The Court did, however, confirm the approach taken by the Appellate Division in Ngubane v South African Transport Services 1991 (1) SA 756 (AD), accepting that defendants, such as hospitals or their insurers, may bring evidence that medical services at a lesser cost than that of private medical care (and of the same or higher standard) will be available to the plaintiff in future. Should it be found that the damages claimed by the plaintiff are excessive and unreasonable, damages in the amount of the loss actually established must be awarded. The Court held that the reasonableness of future damages claimed can only be assessed once evidence regarding the adequacy of alternative health care has been considered. Damages may therefore be quantified using the cost of adequate public health care services in certain instances, and the rule that a plaintiff is obliged to reasonably mitigate its damages was thus confirmed.

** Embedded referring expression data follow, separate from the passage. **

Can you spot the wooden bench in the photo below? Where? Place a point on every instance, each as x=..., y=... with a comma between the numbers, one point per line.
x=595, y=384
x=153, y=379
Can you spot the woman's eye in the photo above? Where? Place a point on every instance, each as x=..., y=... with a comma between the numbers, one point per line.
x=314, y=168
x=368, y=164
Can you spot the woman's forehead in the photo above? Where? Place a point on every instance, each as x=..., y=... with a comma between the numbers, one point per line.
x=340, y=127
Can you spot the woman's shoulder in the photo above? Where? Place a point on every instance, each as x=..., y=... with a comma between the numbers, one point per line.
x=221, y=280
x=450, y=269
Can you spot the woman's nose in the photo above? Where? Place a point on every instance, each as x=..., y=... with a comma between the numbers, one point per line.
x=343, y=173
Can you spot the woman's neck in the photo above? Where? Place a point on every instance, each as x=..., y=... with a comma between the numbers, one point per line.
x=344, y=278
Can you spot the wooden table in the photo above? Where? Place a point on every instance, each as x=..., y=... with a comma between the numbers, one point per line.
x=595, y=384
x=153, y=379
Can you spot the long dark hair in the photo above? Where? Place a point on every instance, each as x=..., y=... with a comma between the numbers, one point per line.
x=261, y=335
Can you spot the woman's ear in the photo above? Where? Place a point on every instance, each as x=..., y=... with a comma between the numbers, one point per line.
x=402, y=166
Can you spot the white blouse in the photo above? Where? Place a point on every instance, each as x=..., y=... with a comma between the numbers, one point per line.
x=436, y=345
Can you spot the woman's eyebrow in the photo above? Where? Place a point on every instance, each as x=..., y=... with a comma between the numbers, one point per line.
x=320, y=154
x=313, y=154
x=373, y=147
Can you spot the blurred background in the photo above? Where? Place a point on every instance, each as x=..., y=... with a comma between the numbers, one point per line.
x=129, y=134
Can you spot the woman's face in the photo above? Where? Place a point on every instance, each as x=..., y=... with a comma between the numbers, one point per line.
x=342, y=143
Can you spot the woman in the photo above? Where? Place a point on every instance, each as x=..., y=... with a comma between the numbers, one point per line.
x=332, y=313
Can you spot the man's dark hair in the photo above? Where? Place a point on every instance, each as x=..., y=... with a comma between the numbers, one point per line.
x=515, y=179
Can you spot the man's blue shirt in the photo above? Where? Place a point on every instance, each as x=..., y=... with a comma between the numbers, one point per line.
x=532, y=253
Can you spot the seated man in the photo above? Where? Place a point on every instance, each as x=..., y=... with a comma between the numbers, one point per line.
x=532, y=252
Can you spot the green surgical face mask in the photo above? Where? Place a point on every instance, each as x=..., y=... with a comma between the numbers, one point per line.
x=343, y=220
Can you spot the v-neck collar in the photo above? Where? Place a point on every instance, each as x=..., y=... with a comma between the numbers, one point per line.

It must be noted that Jafta J, in his minority judgment, differs from the majority judgment on the issue of periodic payment of damages. He argues that the “once and for all” rule does allow for periodic payment of damages, as the rule does not govern the actual execution of payment, but simply intends to prevent a multiplicity of lawsuits based on a single cause of action. Jafta J further argues that a court derives its power to issue orders from the Constitution, and not from the common law.

Although the “once and for all” rule has survived judicial scrutiny in this case, we may well see future judgments that accord with Jafta J’s interpretation of the courts’ power to allow periodic payments. This is supported by the majority’s finding that the “once and for all” rule may be developed incrementally or in its entirety in future cases, should sufficient factual material be provided to support such development. Furthermore, should the rule be so developed, it is conceivable that such developments may also extend to damages for future loss of income.

In response to the DZ judgment, the State Liability Amendment Bill (B16-2018) (Bill) was introduced to the National Assembly on 30 May 2018. The Bill requires that in successful claims against the State arising from wrongful medical treatment that exceed an amount of R1 million, courts are required to order that compensation be paid to successful claimants in terms of a structured settlement, which may provide for periodic payments for future costs. In addition, a court may order that, in lieu of monetary compensation, the State must provide medical treatment to the injured party at a public health establishment. Finally, the State may apply for a variation of the payment plan, should the circumstances of the injured party substantially change.

Defendants such as private hospitals or their insurers may be tempted to argue for the development of the common law to allow them to provide future treatment and services as and when the need arises, or to allow for periodic payment of damages, as opposed to being ordered to pay a lump sum upfront. Although there is the risk of administrative difficulties and enforcement of periodic compensation, such a method of compensating claimants removes much of the speculation associated with the quantification of future damages “once and for all”, and allows greater certainty in awarding reasonable, realistic future damages, as is acknowledged in the Bill.

It remains to be seen whether private hospitals or their insurers will make future endeavours to develop the way in which the rule is applied to private parties in our law.